Toronto, Ontario – All-terrain vehicles (ATVs) are powerful machines that are beyond the skill level of children and youth, according to brain and spinal cord injury prevention association ThinkFirst Canada, which is warning parents not to teach their children to ride them.
“The truth is that ATVs cause more permanent disabilities and death than most other sport or recreational activities,” said Dr. Charles Tator, a brain surgeon and founder of ThinkFirst Canada. “Children and youth lack the knowledge, development and skills to safely operate these vehicles. ATV use by children has resulted in serious injury and death.”

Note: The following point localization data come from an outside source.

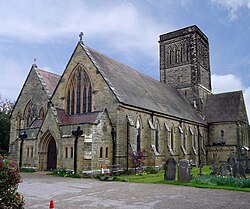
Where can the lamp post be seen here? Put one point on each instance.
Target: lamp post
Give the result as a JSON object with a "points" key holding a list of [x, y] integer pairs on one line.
{"points": [[78, 132], [199, 151], [22, 137]]}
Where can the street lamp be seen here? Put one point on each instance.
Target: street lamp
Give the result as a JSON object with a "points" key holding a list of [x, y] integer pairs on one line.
{"points": [[76, 133], [22, 137], [199, 151]]}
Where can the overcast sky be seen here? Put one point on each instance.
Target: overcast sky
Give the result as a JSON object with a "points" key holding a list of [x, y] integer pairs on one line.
{"points": [[127, 31]]}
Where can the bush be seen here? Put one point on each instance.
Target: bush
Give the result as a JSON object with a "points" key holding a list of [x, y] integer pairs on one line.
{"points": [[27, 170], [65, 173], [222, 181], [150, 170], [9, 180]]}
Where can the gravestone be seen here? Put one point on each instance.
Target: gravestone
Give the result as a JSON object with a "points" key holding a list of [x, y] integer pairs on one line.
{"points": [[170, 169], [184, 171], [225, 170], [215, 168], [247, 165], [238, 170], [231, 160]]}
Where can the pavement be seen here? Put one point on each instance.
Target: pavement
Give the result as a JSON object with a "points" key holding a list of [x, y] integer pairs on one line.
{"points": [[69, 193]]}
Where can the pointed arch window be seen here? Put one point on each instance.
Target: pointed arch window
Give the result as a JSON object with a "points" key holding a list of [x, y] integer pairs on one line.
{"points": [[30, 113], [18, 120], [68, 102], [41, 113], [79, 92], [101, 152], [138, 134], [90, 99], [107, 151], [157, 137], [172, 138]]}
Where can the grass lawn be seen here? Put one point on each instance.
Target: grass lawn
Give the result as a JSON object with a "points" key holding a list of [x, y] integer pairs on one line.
{"points": [[159, 179]]}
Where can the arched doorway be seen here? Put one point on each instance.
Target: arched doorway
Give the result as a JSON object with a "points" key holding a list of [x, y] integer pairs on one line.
{"points": [[48, 152], [51, 155]]}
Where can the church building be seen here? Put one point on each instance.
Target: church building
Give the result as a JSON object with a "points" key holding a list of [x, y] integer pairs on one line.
{"points": [[99, 111]]}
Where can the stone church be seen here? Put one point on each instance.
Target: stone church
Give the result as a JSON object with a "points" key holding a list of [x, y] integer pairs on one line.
{"points": [[99, 111]]}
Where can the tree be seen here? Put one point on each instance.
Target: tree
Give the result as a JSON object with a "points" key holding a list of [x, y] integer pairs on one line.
{"points": [[9, 180], [6, 107]]}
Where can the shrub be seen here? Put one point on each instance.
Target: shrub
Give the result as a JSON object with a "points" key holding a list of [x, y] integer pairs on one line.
{"points": [[9, 180], [137, 159], [65, 173], [222, 181], [150, 170]]}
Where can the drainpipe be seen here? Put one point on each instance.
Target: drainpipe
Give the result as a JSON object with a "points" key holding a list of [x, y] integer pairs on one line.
{"points": [[22, 137], [127, 142], [113, 134], [199, 150]]}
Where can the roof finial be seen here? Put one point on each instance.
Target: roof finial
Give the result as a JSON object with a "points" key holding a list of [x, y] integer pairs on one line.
{"points": [[34, 64], [80, 35]]}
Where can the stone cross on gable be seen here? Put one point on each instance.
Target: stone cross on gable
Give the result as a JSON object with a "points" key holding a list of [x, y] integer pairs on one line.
{"points": [[78, 132], [81, 35]]}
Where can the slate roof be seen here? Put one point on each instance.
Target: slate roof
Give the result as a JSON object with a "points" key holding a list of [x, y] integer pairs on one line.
{"points": [[36, 123], [136, 89], [223, 107], [49, 80], [65, 119]]}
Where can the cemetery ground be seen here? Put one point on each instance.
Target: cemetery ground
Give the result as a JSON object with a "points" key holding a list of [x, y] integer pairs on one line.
{"points": [[38, 189], [158, 178]]}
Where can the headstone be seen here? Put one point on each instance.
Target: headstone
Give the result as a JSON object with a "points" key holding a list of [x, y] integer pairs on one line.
{"points": [[225, 170], [238, 170], [231, 160], [215, 168], [170, 169], [184, 171]]}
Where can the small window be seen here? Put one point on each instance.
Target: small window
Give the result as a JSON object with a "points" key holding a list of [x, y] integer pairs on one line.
{"points": [[31, 152], [66, 152], [28, 151], [101, 152], [71, 152], [107, 150]]}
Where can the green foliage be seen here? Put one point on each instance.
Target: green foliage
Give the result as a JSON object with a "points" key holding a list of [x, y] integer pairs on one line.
{"points": [[150, 170], [27, 170], [204, 181], [196, 170], [137, 159], [65, 173], [222, 181], [5, 110], [9, 180]]}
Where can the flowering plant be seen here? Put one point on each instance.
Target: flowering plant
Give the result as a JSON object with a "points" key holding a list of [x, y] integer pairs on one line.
{"points": [[9, 180], [137, 159]]}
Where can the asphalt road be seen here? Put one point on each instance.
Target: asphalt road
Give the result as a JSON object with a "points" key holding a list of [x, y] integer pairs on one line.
{"points": [[38, 189]]}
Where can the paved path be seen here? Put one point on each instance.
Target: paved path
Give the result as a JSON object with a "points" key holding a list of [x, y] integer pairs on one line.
{"points": [[39, 188]]}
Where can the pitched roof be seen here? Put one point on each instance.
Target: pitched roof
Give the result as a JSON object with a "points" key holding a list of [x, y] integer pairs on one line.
{"points": [[49, 80], [223, 107], [136, 89], [36, 123], [65, 119]]}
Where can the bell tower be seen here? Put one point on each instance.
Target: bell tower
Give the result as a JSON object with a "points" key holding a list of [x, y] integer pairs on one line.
{"points": [[185, 65]]}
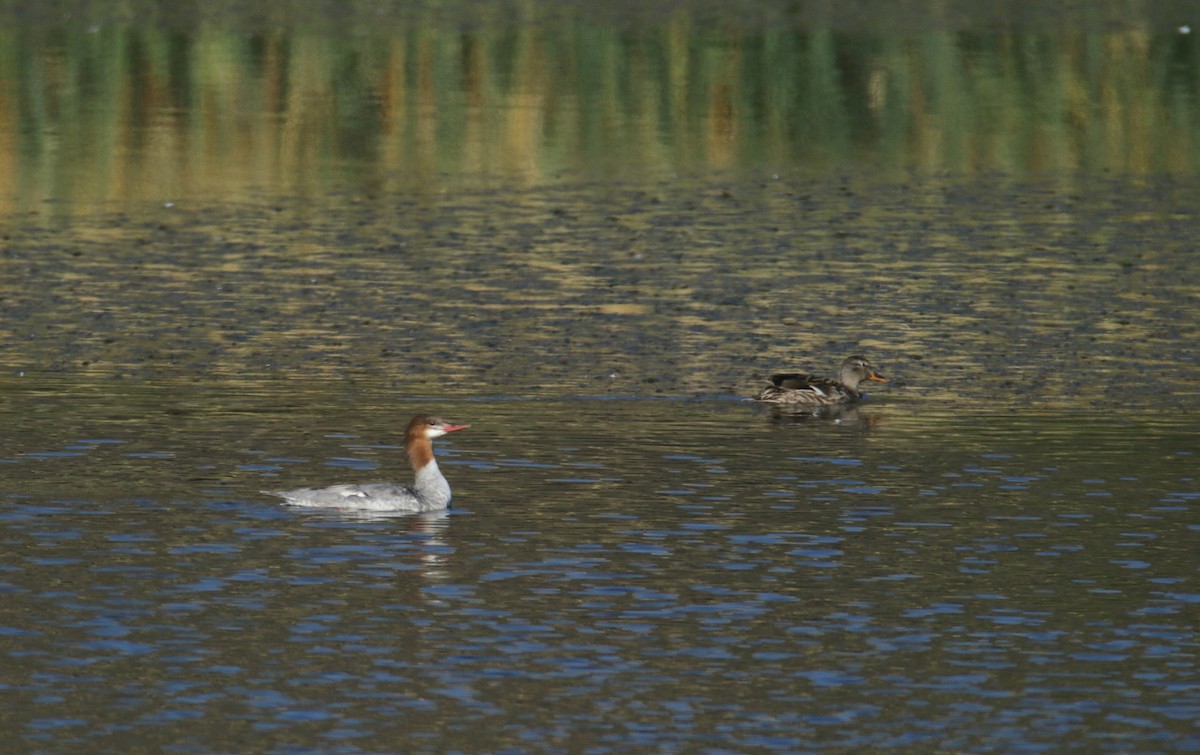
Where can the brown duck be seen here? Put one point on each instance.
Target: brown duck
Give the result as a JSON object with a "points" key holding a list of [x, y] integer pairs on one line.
{"points": [[814, 390]]}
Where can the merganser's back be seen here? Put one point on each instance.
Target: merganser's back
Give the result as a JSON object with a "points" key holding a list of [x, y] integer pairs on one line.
{"points": [[429, 491]]}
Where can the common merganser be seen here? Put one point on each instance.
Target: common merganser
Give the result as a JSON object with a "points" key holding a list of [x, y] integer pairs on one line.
{"points": [[813, 390], [429, 492]]}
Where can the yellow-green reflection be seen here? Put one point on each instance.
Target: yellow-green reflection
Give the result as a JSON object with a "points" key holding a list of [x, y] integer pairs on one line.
{"points": [[131, 109]]}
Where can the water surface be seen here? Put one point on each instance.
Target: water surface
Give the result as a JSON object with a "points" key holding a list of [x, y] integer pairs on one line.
{"points": [[239, 250]]}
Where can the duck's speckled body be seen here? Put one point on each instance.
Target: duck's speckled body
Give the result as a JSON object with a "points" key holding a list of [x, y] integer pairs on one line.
{"points": [[797, 388]]}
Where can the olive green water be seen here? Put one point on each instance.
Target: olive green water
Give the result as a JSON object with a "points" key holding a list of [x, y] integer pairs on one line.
{"points": [[238, 252]]}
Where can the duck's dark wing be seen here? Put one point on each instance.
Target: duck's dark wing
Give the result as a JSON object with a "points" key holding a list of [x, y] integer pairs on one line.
{"points": [[801, 381]]}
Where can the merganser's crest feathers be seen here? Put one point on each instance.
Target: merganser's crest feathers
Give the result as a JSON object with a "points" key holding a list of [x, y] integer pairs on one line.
{"points": [[429, 492], [805, 389]]}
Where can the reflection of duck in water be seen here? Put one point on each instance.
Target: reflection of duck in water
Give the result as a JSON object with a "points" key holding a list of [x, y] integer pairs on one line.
{"points": [[429, 492], [801, 389]]}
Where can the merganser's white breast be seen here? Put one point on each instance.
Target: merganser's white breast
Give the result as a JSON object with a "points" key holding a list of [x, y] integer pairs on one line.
{"points": [[430, 490]]}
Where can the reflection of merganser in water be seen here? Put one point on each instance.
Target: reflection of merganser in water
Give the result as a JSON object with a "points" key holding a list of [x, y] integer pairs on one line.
{"points": [[813, 390], [429, 492]]}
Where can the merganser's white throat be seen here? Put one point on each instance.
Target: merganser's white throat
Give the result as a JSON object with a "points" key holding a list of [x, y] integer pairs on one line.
{"points": [[429, 491]]}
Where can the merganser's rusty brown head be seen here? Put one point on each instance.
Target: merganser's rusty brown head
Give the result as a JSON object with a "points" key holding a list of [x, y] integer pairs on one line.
{"points": [[419, 437]]}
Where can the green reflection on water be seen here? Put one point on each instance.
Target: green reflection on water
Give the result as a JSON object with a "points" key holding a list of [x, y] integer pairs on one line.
{"points": [[132, 107]]}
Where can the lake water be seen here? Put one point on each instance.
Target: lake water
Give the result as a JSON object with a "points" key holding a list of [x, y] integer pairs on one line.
{"points": [[239, 252]]}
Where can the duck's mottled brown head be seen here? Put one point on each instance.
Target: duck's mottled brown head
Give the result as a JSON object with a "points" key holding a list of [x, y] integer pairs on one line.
{"points": [[856, 369]]}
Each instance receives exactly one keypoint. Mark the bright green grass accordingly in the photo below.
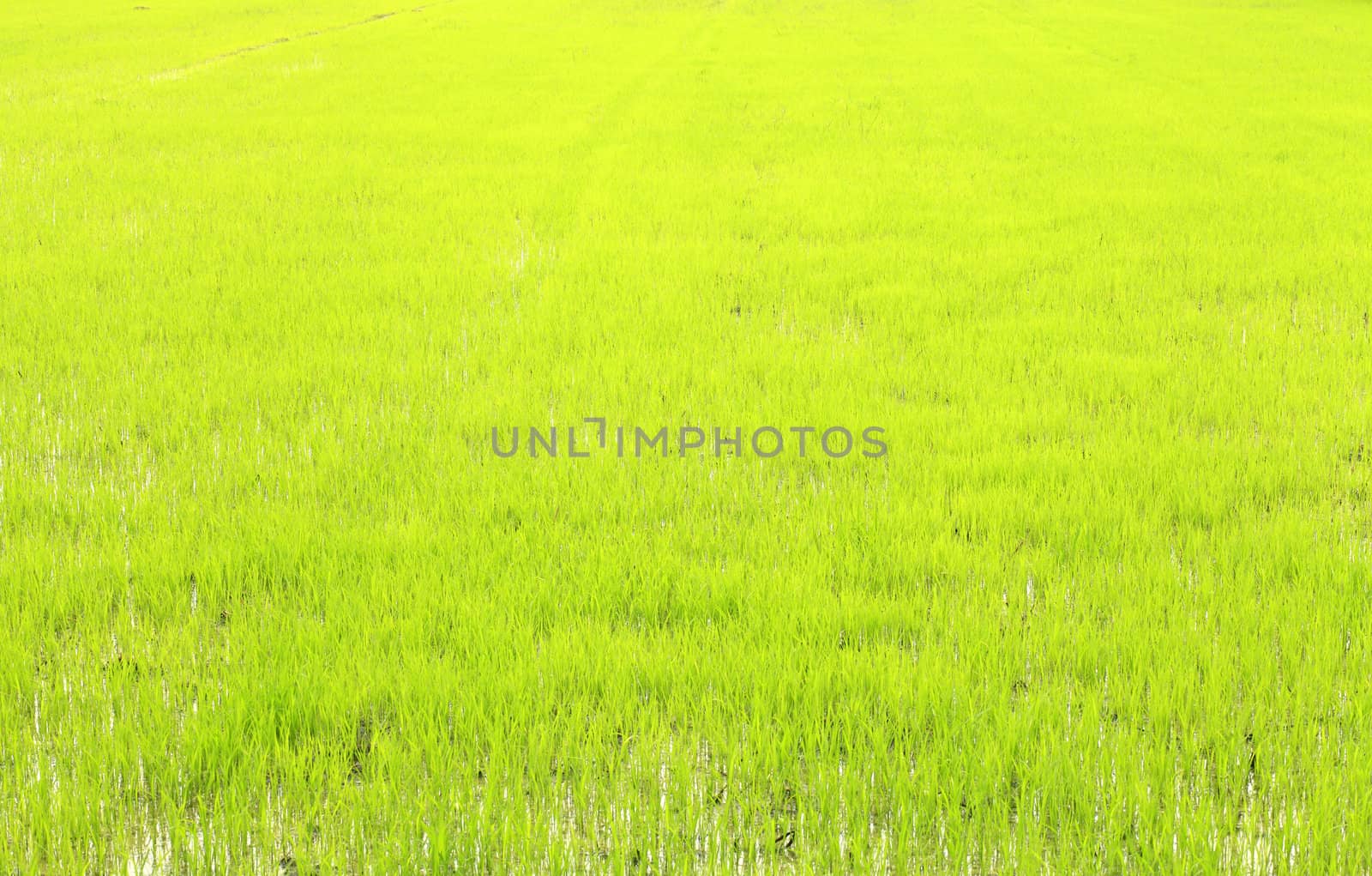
(1102, 271)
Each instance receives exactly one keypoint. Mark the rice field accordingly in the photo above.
(328, 333)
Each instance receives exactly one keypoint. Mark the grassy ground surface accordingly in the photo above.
(271, 274)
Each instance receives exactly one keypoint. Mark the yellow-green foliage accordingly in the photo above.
(271, 274)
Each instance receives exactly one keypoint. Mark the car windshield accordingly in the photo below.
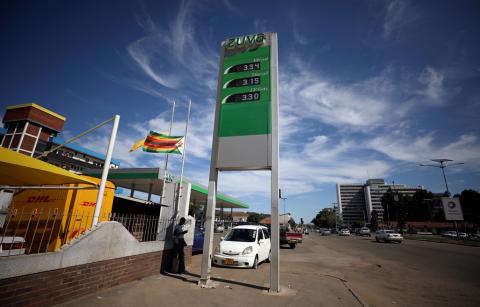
(241, 235)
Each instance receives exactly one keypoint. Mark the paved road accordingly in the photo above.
(414, 273)
(320, 272)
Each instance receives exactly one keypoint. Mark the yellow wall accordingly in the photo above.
(50, 218)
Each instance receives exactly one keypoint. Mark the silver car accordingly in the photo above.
(387, 235)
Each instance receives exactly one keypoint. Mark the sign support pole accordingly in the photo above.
(106, 168)
(211, 198)
(275, 231)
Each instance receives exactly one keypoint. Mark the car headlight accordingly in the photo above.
(247, 250)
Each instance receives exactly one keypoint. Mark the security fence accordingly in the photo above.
(24, 231)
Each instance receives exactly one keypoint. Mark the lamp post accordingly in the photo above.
(284, 205)
(443, 164)
(335, 211)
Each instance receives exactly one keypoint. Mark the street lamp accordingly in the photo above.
(335, 211)
(443, 164)
(284, 205)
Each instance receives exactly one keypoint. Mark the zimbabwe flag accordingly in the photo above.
(161, 143)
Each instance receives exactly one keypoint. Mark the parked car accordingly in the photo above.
(364, 232)
(326, 232)
(388, 235)
(290, 236)
(244, 246)
(198, 239)
(219, 228)
(11, 246)
(454, 235)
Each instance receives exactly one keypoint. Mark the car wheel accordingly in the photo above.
(255, 263)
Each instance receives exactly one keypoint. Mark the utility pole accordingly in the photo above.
(284, 205)
(443, 164)
(335, 211)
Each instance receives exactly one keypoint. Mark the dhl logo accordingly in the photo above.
(88, 204)
(39, 199)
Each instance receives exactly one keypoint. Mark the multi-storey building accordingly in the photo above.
(32, 130)
(351, 203)
(357, 201)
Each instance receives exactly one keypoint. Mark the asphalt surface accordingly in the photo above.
(322, 271)
(414, 273)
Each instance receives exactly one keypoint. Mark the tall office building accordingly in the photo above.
(357, 201)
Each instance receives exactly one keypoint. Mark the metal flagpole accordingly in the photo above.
(165, 165)
(106, 167)
(183, 156)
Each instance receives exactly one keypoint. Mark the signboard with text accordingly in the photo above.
(244, 102)
(452, 209)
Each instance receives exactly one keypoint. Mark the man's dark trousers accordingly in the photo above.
(181, 255)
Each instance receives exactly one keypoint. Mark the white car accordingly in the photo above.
(364, 232)
(219, 228)
(453, 235)
(387, 235)
(244, 246)
(10, 246)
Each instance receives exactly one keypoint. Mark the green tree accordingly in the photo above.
(470, 202)
(254, 217)
(374, 220)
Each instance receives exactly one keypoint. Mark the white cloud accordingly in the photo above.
(434, 89)
(359, 106)
(397, 16)
(174, 57)
(465, 148)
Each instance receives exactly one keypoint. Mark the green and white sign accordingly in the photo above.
(247, 84)
(245, 135)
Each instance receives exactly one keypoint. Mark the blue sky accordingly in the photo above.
(368, 89)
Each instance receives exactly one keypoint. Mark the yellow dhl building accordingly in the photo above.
(50, 218)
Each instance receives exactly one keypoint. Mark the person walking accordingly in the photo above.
(180, 230)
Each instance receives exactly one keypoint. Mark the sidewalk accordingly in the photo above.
(303, 284)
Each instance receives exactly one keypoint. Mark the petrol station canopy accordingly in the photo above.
(150, 181)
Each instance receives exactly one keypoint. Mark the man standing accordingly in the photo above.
(178, 233)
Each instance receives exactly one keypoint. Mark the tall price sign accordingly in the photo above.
(245, 103)
(245, 135)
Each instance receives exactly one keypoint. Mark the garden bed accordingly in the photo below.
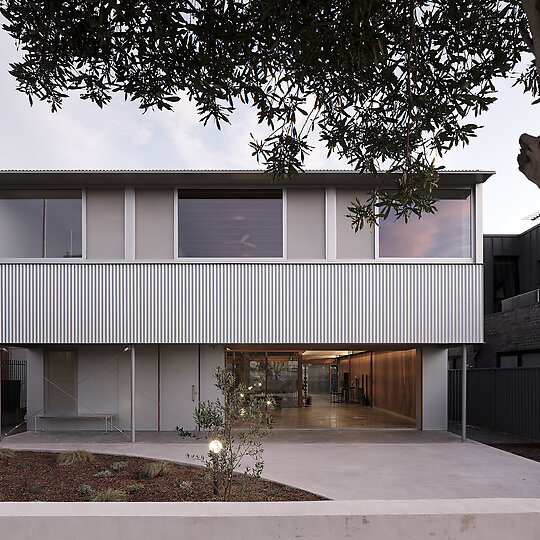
(36, 476)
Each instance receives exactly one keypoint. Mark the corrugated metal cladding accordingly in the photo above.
(240, 303)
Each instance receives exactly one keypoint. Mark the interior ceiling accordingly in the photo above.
(345, 348)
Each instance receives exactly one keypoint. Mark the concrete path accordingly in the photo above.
(343, 465)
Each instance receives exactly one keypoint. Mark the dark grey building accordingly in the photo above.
(511, 301)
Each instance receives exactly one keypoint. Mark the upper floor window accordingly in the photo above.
(444, 234)
(35, 223)
(230, 223)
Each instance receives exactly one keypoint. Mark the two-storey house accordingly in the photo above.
(126, 289)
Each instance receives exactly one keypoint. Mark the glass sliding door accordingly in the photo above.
(61, 382)
(273, 373)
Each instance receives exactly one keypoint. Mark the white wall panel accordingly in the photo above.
(240, 303)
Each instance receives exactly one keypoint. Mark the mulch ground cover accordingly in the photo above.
(528, 450)
(36, 476)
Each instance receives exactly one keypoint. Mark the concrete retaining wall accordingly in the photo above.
(446, 519)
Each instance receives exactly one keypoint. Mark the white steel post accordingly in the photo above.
(464, 395)
(132, 393)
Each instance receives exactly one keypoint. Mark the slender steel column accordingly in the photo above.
(133, 393)
(464, 395)
(1, 350)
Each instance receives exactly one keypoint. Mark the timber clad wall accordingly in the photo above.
(394, 381)
(240, 303)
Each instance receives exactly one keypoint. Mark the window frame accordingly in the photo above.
(475, 255)
(46, 383)
(43, 259)
(176, 236)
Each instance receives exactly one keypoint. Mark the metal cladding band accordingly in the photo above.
(240, 303)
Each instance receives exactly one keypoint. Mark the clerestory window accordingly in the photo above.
(36, 223)
(230, 224)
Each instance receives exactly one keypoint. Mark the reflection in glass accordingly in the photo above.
(446, 233)
(36, 224)
(64, 228)
(21, 228)
(271, 374)
(230, 224)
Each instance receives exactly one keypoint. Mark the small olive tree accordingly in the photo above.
(238, 420)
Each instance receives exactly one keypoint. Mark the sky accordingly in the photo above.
(82, 136)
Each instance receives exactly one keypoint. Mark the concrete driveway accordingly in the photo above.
(342, 465)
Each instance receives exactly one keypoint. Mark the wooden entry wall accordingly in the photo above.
(394, 378)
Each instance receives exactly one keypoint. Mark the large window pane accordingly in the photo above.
(36, 223)
(61, 381)
(446, 233)
(230, 224)
(64, 228)
(21, 228)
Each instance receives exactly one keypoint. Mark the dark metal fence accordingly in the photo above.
(13, 384)
(500, 399)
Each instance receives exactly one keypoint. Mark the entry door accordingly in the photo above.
(179, 386)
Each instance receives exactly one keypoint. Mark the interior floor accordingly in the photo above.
(322, 414)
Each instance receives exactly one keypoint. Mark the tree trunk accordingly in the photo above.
(529, 156)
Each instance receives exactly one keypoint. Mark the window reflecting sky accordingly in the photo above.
(447, 233)
(21, 228)
(64, 229)
(230, 227)
(21, 225)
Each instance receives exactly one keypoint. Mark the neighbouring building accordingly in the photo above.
(124, 290)
(511, 301)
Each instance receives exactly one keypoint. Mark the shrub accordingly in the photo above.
(110, 495)
(84, 489)
(236, 423)
(186, 486)
(155, 469)
(103, 474)
(6, 453)
(74, 456)
(133, 488)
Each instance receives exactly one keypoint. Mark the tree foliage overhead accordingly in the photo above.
(383, 83)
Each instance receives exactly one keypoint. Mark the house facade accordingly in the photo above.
(125, 290)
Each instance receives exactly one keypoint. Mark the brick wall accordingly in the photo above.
(509, 331)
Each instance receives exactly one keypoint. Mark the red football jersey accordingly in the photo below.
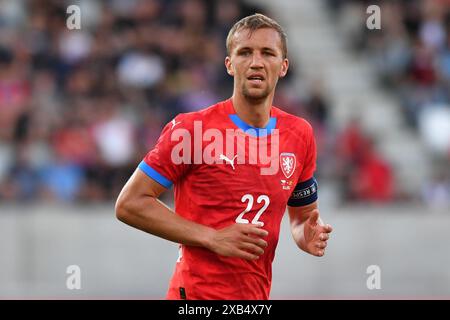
(219, 179)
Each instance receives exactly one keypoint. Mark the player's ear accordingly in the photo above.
(229, 66)
(284, 68)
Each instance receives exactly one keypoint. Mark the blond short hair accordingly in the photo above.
(255, 22)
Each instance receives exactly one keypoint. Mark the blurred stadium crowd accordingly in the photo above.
(80, 108)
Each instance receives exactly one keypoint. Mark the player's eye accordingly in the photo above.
(244, 53)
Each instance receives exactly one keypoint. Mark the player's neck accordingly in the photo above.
(254, 113)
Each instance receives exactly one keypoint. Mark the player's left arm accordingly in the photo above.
(309, 232)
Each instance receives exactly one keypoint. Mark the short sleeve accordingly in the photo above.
(169, 159)
(309, 164)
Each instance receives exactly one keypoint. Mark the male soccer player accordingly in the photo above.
(235, 167)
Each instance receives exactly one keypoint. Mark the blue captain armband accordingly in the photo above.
(304, 193)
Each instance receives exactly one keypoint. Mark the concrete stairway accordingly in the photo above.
(317, 48)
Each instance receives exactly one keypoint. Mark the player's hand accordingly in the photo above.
(316, 234)
(239, 240)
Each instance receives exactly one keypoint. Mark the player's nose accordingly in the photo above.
(256, 61)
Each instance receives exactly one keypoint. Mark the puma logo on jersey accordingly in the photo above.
(174, 123)
(222, 157)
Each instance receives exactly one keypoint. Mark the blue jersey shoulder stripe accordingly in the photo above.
(155, 175)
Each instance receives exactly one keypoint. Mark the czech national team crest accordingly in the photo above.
(287, 162)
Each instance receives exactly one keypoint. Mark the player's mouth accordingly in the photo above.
(256, 79)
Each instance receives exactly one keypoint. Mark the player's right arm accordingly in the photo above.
(138, 206)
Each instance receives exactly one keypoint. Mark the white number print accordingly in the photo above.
(249, 198)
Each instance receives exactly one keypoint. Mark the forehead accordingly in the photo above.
(258, 39)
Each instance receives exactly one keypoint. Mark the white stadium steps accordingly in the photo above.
(317, 46)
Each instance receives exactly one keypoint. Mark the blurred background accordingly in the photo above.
(80, 108)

In 2000 and 2001, severe injuries related to ATV use accounted for 13 per cent of all severe injuries sustained through sports and recreational activities, making them the third most common cause of severe injuries in the segment. There were 16 ATV-related deaths in Ontario both in 2004 and 2005, the majority due to brain or spinal injuries.
In addition to vehicle size and rider age, alcohol and lack of equipment are documented factors in ATV injuries.
ThinkFirst Canada recommends that children under the age of 16 should not operate any type of ATV, and that anyone using an ATV, regardless of age, should require mandatory safety training and helmet use. ATVs can reach up to 105 km/h and can weigh up to 227 kg.